M. Ryan: Vous ne vous rappelez pas cela. Ce n'est pas
important.
M. Bérubé: Là, si le député
d'Argenteuil veut commencer à soulever des querelles - car le
député d'Argenteuil passe son temps à dire que,
évidemment, le ministre a toujours des propos ad hominem... Le propos
qu'il vient de tenir, comme d'ailleurs une des premières interventions
qu'il a faites en début de commission, traitant certains de mes propos
de sots, ne sont pas de nature à créer de bonnes relations. Le
député d'Argenteuil devrait plus souvent se relire, M. le
Président, car il a un ton méprisant lorsqu'il s'adresse aux
gens, un ton condescendant, un ton moralisateur qui, d'ailleurs, est connu dans
tout le Québec. Il n'est pas en mesure de donner des leçons
à qui que ce soit.
M. Ryan: M. le Président, j'ai demandé au ministre
s'il se souvient de la date à laquelle ces fédérations ont
demandé une rencontre. Il ne se rappelle pas. Qu'il porte la
responsabilité de son ignorance du dossier. Je n'ai rien à voir
là-dedans. J'ai le droit d'avoir ces renseignements. Et s'il ne les a
pas, il pourrait les demander à ses collaborateurs; ils doivent avoir
cela dans leurs dossiers ici. Tout le reste n'a rien à voir avec la
discussion.
Autre point qui se rattache à ceci: le ministère a dit
qu'un de ses objectifs fondamentaux pour la prochaine année, c'est le
développement d'une politique d'évaluation institutionnelle. Je
pense que les collaborateurs du ministre reconnaîtront cet objectif, qui
nous a été présenté à plusieurs reprises.

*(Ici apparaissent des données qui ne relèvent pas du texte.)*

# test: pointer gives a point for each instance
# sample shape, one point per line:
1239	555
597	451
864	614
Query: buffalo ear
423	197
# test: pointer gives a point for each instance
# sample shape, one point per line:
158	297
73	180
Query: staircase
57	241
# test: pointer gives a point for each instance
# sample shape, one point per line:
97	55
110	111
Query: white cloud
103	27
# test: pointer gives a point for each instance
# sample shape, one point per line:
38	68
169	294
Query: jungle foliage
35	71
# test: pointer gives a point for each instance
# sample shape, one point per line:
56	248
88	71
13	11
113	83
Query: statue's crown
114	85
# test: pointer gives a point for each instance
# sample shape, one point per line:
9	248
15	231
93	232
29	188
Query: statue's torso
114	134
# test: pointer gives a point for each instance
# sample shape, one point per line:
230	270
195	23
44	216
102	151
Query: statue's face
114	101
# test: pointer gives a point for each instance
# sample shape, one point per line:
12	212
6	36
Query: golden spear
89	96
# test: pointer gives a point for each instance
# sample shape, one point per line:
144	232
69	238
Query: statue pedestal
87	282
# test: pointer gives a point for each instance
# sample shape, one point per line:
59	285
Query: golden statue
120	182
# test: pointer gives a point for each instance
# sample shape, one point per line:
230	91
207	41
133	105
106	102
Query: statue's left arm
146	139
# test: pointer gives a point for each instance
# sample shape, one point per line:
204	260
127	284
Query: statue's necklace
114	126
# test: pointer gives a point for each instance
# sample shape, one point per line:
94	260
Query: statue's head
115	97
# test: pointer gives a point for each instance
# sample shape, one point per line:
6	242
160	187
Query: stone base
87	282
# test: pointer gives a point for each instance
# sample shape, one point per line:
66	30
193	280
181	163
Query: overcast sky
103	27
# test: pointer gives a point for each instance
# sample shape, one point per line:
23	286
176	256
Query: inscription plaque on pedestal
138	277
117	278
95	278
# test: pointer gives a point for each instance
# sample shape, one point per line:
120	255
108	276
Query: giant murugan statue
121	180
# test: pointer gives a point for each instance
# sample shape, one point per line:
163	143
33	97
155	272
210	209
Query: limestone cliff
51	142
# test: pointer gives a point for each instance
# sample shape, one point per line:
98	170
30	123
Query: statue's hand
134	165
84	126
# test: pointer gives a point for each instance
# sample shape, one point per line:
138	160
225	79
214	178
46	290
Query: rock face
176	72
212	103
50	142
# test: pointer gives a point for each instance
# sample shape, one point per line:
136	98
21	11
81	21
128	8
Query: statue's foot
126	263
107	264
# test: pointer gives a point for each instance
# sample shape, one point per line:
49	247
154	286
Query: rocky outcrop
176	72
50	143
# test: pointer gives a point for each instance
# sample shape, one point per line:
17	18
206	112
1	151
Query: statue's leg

Maintenant, je ne sais pas si le ministre est conscient que, pour avoir une
politique d'évaluation véritable dans un collège, il ne
suffit pas que le conseil d'administration se réunisse et qu'il dise:
Là, aujourd'hui, fiat lux, il va y avoir une politique
d'évaluation à partir de maintenant; c'est une orientation du
ministère. Cela ne change rien. Cela va prendre la participation
vraiment engagée de tous les éléments de l'institution, en
particulier des professeurs, c'est eux qui détiennent la clef de cela;
ce n'est pas le conseil d'administration, au point de vue de la
compétence. Et je pense bien que la maîtrise du savoir, au bout de
la ligne, est la clef d'un paquet de choses qu'on veut faire.
Maintenant, si le ministère n'a pas trouvé un
aménagement harmonieux des rapports au point de vue du contenu de la
tâche de travail, je pense bien que toute l'opération
d'évaluation va être un immense ballon qui ne produira aucun
résultat sérieux. Et j'ai causé avec des autorités
de plusieurs institutions collégiales, dans le but de m'enquérir
du progrès de l'opération évaluation. Et ce que je me suis
fait dire, c'est que tant que ces problèmes n'auront pas
été réglés de manière satisfaisante,
l'objectif évaluation ne progressera pas beaucoup. Est-ce que le
ministre voudrait faire des commentaires là-dessus?
M. Bérubé: Je n'aurais qu'un seul commentaire.
Avant l'augmentation de la tâche, également, les syndicats
d'enseignants se refusaient à toute politique d'évaluation.
Alors, il n'y a aucune différence entre la position tenue avant
l'augmentation de la tâche et la position tenue après
l'augmentation de la tâche. La seule chose qui a changé c'est le
prétexte. (10 h 45)
Grève en cours dans les collèges
M. Ryan: Très bien. Au point de vue de la grève qui
est en cours présentement dans
les institutions collégiales, est-ce que le ministre pourrait
nous dire où nous en sommes ce matin? Quelles sont les perspectives de
règlement de ce conflit? Est-ce que le ministère a défini
clairement sa position sur chacun des griefs formulés par les
étudiants ou les organismes qui affirment parler en leur nom?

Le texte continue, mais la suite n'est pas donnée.